Nomogram, which has been proven to be capable of assisting the preoperative assessment and surgical planning, is readily used, and interpreted by clinical workers owing to its intuitive features. In this study, we built an SDS model in the form of nomogram with several clinically and statistically significant predictors via univariate and multivariate logistic regression analysis. Many common and readily accessible information like age, BMI, smoking status, Fev1/FVC, TMN stage, ASA grade and surgical technique are included. Only when the factor is significant in both univariate and multivariate logistic regression analysis can be included in the model and be assigned certain points. Finally, based on the demographic characteristics, oncological information, and operation information from the patient with NSCLC, a total points and probability to perform SV-VATS will be generated from the surgery decision model. Exceptionally, Fev1/FVC was maintained in the model even though it did not reach statistical significance in the multivariate analysis, because it is an important factor that needs to be considered in clinical surgical plan. Besides, the concordance index was 0.738 and 0.739 before and after the inclusion of FEV1/FVC respectively, which indicated that the inclusion of FEV1/FVC improved the overall performance of the model. The computed AUC values of the training set and the test set were 0.725 and 0.772 respectively, which indicated a high precision in the prediction of the model.
The model is promising in clinical applications, especially in the centers that are new to the technique of SV-VATS. Three major elements are needed for a successful SV-VATS: careful patient selection, appropriately experienced anesthetic, and surgical teams. Although SV-VATS is still a new and challenging technique with a steep learning curve, the latter two elements can be improved by systemic training. Currently, there have been many lobectomy video tutorials based on single-hole the SV-VATS.[29] Besides, the advances in image recognition techniques and artificial intelligence-assisted identification of anatomic sites can also help building a better understanding of a new surgical technique.[30] Our center has also made similar attempts in SV-VATS. the follow-up results are in progress.
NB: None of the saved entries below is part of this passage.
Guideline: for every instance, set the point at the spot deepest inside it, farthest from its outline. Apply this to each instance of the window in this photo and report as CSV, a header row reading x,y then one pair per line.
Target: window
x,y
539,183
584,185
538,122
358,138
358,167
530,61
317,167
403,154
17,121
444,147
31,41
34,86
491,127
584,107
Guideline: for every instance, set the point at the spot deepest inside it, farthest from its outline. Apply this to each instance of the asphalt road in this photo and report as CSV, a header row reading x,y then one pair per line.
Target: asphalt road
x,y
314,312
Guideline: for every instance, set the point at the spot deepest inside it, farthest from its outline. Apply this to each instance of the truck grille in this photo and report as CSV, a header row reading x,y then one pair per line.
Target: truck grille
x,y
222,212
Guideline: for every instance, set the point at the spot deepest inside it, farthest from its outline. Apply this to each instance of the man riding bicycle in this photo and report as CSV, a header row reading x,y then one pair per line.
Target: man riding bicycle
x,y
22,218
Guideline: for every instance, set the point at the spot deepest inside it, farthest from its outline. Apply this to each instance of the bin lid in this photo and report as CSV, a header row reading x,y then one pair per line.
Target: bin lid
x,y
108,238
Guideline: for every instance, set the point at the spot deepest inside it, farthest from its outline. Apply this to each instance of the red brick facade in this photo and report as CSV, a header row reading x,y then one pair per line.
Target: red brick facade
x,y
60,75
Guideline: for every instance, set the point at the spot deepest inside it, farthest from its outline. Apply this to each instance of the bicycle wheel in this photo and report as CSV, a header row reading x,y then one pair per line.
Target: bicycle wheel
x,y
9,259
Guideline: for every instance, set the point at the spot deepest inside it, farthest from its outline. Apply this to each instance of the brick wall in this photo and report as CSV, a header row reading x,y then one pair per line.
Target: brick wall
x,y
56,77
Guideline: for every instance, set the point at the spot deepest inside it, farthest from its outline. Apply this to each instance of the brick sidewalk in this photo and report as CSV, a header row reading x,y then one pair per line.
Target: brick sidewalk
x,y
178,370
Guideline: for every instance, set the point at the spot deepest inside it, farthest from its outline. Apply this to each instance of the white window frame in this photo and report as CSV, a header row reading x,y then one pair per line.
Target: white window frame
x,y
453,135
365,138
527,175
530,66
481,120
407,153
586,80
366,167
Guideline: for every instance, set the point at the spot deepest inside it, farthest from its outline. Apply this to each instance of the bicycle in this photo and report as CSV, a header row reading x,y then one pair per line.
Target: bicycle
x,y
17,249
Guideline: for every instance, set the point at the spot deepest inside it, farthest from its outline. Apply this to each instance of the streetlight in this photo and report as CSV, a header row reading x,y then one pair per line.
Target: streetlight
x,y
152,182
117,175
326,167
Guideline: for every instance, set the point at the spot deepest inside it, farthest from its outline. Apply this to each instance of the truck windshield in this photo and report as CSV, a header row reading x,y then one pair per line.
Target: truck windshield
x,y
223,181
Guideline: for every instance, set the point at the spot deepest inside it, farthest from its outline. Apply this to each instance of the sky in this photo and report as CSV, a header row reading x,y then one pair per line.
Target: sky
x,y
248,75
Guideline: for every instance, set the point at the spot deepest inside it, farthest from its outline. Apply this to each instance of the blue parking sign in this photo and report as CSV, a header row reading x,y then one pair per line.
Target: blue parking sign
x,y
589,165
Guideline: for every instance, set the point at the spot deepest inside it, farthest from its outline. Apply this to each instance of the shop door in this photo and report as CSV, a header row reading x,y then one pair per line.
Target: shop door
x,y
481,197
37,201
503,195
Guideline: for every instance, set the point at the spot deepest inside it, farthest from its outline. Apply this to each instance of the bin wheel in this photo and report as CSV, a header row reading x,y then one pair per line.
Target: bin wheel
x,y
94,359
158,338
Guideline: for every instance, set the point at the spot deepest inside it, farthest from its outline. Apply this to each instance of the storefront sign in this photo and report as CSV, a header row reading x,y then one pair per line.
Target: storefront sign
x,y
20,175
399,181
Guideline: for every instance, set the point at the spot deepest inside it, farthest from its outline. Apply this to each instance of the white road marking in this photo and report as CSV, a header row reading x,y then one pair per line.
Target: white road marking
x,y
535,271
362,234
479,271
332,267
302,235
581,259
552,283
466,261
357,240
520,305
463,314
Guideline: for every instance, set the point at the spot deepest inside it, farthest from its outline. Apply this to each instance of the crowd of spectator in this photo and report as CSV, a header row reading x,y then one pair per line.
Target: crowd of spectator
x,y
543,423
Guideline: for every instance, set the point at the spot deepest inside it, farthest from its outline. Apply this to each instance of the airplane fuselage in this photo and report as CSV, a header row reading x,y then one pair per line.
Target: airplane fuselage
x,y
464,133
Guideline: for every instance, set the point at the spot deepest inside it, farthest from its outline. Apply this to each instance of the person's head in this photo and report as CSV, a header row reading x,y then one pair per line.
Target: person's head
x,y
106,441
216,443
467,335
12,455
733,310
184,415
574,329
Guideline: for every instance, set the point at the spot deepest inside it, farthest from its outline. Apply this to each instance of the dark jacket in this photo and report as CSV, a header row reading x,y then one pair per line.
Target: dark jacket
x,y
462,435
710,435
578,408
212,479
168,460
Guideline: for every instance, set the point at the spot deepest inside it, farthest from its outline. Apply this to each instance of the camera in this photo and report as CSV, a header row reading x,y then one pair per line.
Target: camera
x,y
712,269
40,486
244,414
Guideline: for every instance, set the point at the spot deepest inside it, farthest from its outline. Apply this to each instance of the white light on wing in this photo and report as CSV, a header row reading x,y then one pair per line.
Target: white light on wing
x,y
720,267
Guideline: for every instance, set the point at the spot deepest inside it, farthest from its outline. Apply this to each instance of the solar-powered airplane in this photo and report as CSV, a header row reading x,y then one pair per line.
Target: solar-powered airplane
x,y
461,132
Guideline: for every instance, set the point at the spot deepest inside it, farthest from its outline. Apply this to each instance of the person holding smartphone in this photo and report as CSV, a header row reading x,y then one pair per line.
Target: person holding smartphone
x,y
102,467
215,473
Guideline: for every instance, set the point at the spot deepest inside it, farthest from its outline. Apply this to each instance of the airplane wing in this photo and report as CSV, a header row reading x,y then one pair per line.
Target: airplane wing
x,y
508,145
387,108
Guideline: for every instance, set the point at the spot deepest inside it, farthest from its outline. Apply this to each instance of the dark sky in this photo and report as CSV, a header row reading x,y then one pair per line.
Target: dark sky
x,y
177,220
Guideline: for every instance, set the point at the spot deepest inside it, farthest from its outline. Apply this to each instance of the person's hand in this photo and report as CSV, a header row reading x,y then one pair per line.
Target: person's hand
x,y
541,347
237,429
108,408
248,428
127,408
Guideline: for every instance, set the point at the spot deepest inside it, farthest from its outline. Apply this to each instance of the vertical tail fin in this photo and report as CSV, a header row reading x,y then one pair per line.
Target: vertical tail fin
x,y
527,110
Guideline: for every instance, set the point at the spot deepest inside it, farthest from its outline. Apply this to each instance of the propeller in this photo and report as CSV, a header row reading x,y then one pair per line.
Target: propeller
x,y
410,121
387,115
As for the first element, selecting optimal patients is not just about repeated practice and experience, but it needs a more objective basis. Therefore, with the model we developed, professional and systematic training, and technical improvement, SV-VATS can be developed better and applied more widely in patients with NSCLC.
Nevertheless, there are still some limitations. First, the SV-VATS is a relatively new technique and only practicable in a few hospitals by some experienced anesthetists. External validation has not been scheduled, which may reduce the reliability of the SDS model. Second, there might be potential selection bias due to the limited sample size. Third, whether the other surgical procedures applied to our model remains to be seen and further improvement is needed in future research.